Порою блажь великая
Шрифт:
— Да вон там она, под тем ящиком. Майра, не подашь?
Женщина протягивает каску. Джо Бен притаскивает серую брезентовую скатку, Хэнк принимает ее.
— Ну что, Генри? — спрашивает Хэнк, тянется к веслам. — Я погребу?
Старик мотает головой и сам берется за весла. Джо Бен отдает швартов и, упершись в сваю, толкает лодку от причала.
— Увидимся еще! Пока, Майра! Пока, Ли! Будь молодцом! — Генри тянет шею, оглядывая площадку перед гаражом на том берегу, и принимается грести, размеренно и мощно, его зеленые глаза в тени от полей каски.

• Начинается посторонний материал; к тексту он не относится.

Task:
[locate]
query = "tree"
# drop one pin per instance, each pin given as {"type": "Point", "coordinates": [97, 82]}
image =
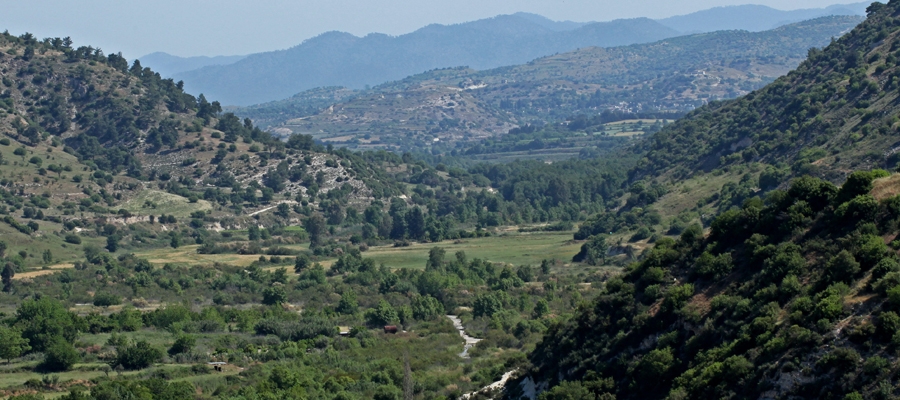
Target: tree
{"type": "Point", "coordinates": [383, 314]}
{"type": "Point", "coordinates": [112, 243]}
{"type": "Point", "coordinates": [315, 227]}
{"type": "Point", "coordinates": [435, 258]}
{"type": "Point", "coordinates": [9, 271]}
{"type": "Point", "coordinates": [486, 305]}
{"type": "Point", "coordinates": [415, 224]}
{"type": "Point", "coordinates": [184, 344]}
{"type": "Point", "coordinates": [137, 356]}
{"type": "Point", "coordinates": [274, 295]}
{"type": "Point", "coordinates": [44, 320]}
{"type": "Point", "coordinates": [301, 263]}
{"type": "Point", "coordinates": [253, 233]}
{"type": "Point", "coordinates": [59, 355]}
{"type": "Point", "coordinates": [594, 251]}
{"type": "Point", "coordinates": [283, 210]}
{"type": "Point", "coordinates": [12, 344]}
{"type": "Point", "coordinates": [103, 299]}
{"type": "Point", "coordinates": [348, 303]}
{"type": "Point", "coordinates": [541, 308]}
{"type": "Point", "coordinates": [842, 268]}
{"type": "Point", "coordinates": [426, 308]}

Речная гладь, устланная цветами, ровная, будто скатерть в горошек, натянутая от берега до берега. Нос лодки с шипящим присвистом режет воду. Женщина сидит с закрытыми глазами, словно в неком забытьи, будто бы силясь отрешиться от боли в
— Что ж… — старый Генри роняет слова меж всплесков весел. — Что ж. Лиланд… — Голос у него бесстрастный, далекий, неколебимый. — Жаль, что ты решил, будто… — связки в его шее поскрипывают, когда он откидывается назад, — …тебе нужна школа на Востоке… но нет худа без добра, наверно… здешняя землица ведь не всякой мотыге дается… тут ведь нос по ветру, хвост пистолетом… а иной и просто не сдюжит… Но все нормалек… Надеюсь, ты им всем там покажешь… — Много позже Ли вдумался в смысл его напутственной молитвы, тогда же лишь слушал ритм этого псалма, в котором самым простым говором будто бы вершились некое заклятье; и время замерзло; все стало недвижно и все явилось сразу. Так подумал он однажды, спустя годы. — …да, покажи им за себя и за всех нас… — (Вот и все, думал Хэнк. Сейчас они сядут на поезд. Все кончено, и я никогда ее больше не увижу.) —…и, это, когда окрепнешь… — (Я был прав, что никогда больше не увижу ее…) Молитва, прочитанная надо мной… (Я был чертовски прав…) Они гребут по серебрящейся воде. И отражения колышутся легкой рябью среди лепестков. Йонас тоже гребет, он за бортом, укутанный по шею в зеленую мглу: Ты должен знать. Ли видит себя, вернувшегося через двенадцать лет, двенадцать лет гниения, углем начерченных на его бледном лице, и призрачные руки протягивают сосуд с ядом для Брата Хэнка. …или, скорее, это и было заклинание… (Но я ошибался в том, что все закончено. Чертовски ошибался.) Ты должен знать, что мы ничего не обретаем и все наши труды тщетны. Йонас налегает, подергиваясь туманом. Джо Бен отправляется в парк штата со складным ножом и ангельским личиком во имя свободы. Хэнк ползет, продирается сквозь ежевичные заросли во имя тернистой неволи. Рука закручивается на веревке и медленно раскручивается. Лесоруб, сидящий в грязи, шлет проклятия через реку.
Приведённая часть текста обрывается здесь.